On Friday, a trooper told The Star that Shannon had waited to call the Federal Aviation Authority and the National Transportation Safety Board until the day after crash.
Shannon told The Star he called both agencies after finishing his business meeting.
He owns several planes and flies often to handle business interests he has from Nebraska to mid-Missouri and across middle and eastern Kansas.
On Thursday, he flew his single-engine, fixed-wing Maule because it can take off and land in less than 200 feet and has special tires for rough terrain, which makes it perfect for off-airport landings.
“I can fly into KCI with it or land it in the back yard of my farm at Alma, Kansas, and go fishing or check on the cows,” Shannon said.
“Most people think airplanes just take off and land at airports. That’s certainly not true in rural areas.”

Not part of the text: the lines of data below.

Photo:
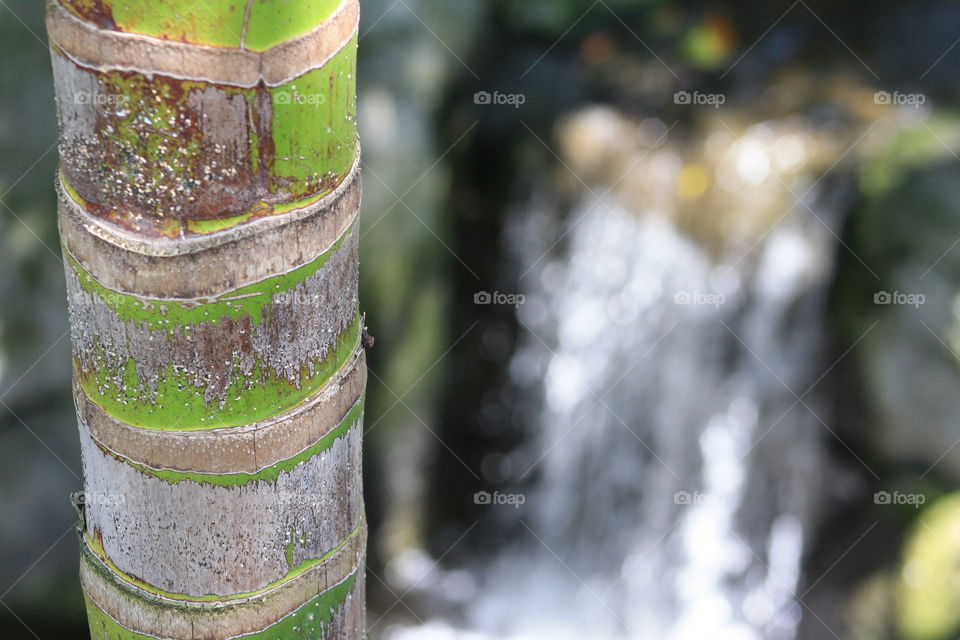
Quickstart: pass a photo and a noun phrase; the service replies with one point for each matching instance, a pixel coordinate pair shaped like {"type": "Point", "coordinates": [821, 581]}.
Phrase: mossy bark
{"type": "Point", "coordinates": [208, 194]}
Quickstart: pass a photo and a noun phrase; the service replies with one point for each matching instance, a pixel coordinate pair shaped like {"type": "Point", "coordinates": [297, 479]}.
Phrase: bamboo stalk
{"type": "Point", "coordinates": [208, 196]}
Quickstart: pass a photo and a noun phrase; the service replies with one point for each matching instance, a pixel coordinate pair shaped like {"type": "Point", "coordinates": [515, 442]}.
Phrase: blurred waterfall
{"type": "Point", "coordinates": [678, 460]}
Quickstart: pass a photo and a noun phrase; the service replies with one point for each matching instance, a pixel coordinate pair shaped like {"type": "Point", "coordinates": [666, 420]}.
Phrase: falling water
{"type": "Point", "coordinates": [672, 480]}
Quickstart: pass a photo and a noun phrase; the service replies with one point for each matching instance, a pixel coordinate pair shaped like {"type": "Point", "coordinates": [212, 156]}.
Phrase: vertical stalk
{"type": "Point", "coordinates": [208, 195]}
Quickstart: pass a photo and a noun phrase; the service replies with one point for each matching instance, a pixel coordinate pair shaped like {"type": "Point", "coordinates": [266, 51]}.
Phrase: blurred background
{"type": "Point", "coordinates": [666, 305]}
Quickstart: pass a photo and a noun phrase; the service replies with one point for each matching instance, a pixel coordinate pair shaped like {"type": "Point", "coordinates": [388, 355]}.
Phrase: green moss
{"type": "Point", "coordinates": [312, 620]}
{"type": "Point", "coordinates": [273, 22]}
{"type": "Point", "coordinates": [270, 474]}
{"type": "Point", "coordinates": [174, 317]}
{"type": "Point", "coordinates": [214, 22]}
{"type": "Point", "coordinates": [314, 132]}
{"type": "Point", "coordinates": [156, 148]}
{"type": "Point", "coordinates": [179, 405]}
{"type": "Point", "coordinates": [94, 546]}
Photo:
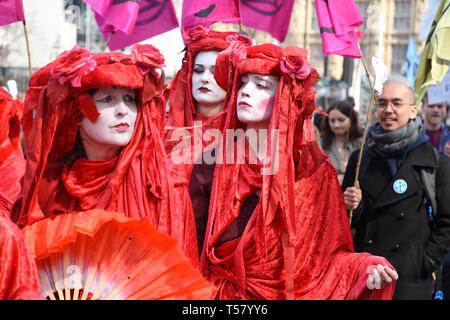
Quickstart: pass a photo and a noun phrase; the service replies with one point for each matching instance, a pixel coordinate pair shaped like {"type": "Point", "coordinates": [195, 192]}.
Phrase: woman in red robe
{"type": "Point", "coordinates": [277, 226]}
{"type": "Point", "coordinates": [197, 114]}
{"type": "Point", "coordinates": [65, 172]}
{"type": "Point", "coordinates": [12, 162]}
{"type": "Point", "coordinates": [18, 272]}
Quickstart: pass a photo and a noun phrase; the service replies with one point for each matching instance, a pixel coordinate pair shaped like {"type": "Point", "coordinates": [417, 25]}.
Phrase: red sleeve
{"type": "Point", "coordinates": [18, 272]}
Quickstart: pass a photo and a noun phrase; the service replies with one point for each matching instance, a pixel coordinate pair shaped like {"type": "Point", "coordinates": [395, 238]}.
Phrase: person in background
{"type": "Point", "coordinates": [12, 161]}
{"type": "Point", "coordinates": [391, 210]}
{"type": "Point", "coordinates": [340, 134]}
{"type": "Point", "coordinates": [438, 132]}
{"type": "Point", "coordinates": [276, 226]}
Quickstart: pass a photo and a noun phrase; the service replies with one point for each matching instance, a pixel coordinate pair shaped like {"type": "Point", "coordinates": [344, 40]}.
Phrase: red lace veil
{"type": "Point", "coordinates": [12, 162]}
{"type": "Point", "coordinates": [138, 183]}
{"type": "Point", "coordinates": [182, 112]}
{"type": "Point", "coordinates": [297, 243]}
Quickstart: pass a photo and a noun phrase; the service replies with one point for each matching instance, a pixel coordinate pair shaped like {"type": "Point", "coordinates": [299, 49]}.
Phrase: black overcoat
{"type": "Point", "coordinates": [393, 221]}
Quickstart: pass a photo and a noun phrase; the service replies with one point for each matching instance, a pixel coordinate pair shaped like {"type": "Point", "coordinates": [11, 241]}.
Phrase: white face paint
{"type": "Point", "coordinates": [256, 98]}
{"type": "Point", "coordinates": [114, 127]}
{"type": "Point", "coordinates": [205, 90]}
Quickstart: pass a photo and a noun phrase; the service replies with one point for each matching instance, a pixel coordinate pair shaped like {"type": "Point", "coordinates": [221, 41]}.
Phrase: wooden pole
{"type": "Point", "coordinates": [30, 70]}
{"type": "Point", "coordinates": [369, 111]}
{"type": "Point", "coordinates": [109, 39]}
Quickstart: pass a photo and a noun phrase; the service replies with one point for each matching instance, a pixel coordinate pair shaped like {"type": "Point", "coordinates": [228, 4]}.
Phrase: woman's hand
{"type": "Point", "coordinates": [379, 276]}
{"type": "Point", "coordinates": [352, 197]}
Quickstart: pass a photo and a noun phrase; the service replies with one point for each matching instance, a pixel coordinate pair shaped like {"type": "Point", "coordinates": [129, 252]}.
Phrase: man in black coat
{"type": "Point", "coordinates": [392, 215]}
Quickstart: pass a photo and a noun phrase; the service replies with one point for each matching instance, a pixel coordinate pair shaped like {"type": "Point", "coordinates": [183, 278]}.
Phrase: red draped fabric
{"type": "Point", "coordinates": [12, 162]}
{"type": "Point", "coordinates": [297, 243]}
{"type": "Point", "coordinates": [186, 135]}
{"type": "Point", "coordinates": [137, 181]}
{"type": "Point", "coordinates": [18, 272]}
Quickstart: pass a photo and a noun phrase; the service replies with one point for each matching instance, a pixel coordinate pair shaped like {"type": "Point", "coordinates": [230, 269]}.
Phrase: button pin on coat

He already had landed Thursday morning at two airports — in Fort Scott, Kan., and Camdenton, Mo., — and borrowed courtesy cars from the airports to do chores there before taking off for Roxbury, Shannon said. Since there’s no airport within a 30 to 40 minute drive from Roxbury, he decided to land on a roadway and taxi to a parking spot.
As he neared touchdown about 1:15 p.m. on Smoky Valley Road, a wind gust or wind shear turned the plane sideways, Shannon said. The left wing hit the ground first, which sent the plane cartwheeling into a field. The plane stopped in an upright position, with a crumpled engine compartment, two damaged wings and a torn off propeller.
After his meeting, Shannon asked the bank president to drive him to the airport at Herington, Kan., where he keeps a pickup truck. From there, he drove home to Missouri and called friends to let them know he was OK.
Looking back, he thinks he should have made one more call to report a non-injury plane crash.
“In hindsight, I wish I had called 911,” he said.
Then, perhaps, no one would have considered him missing.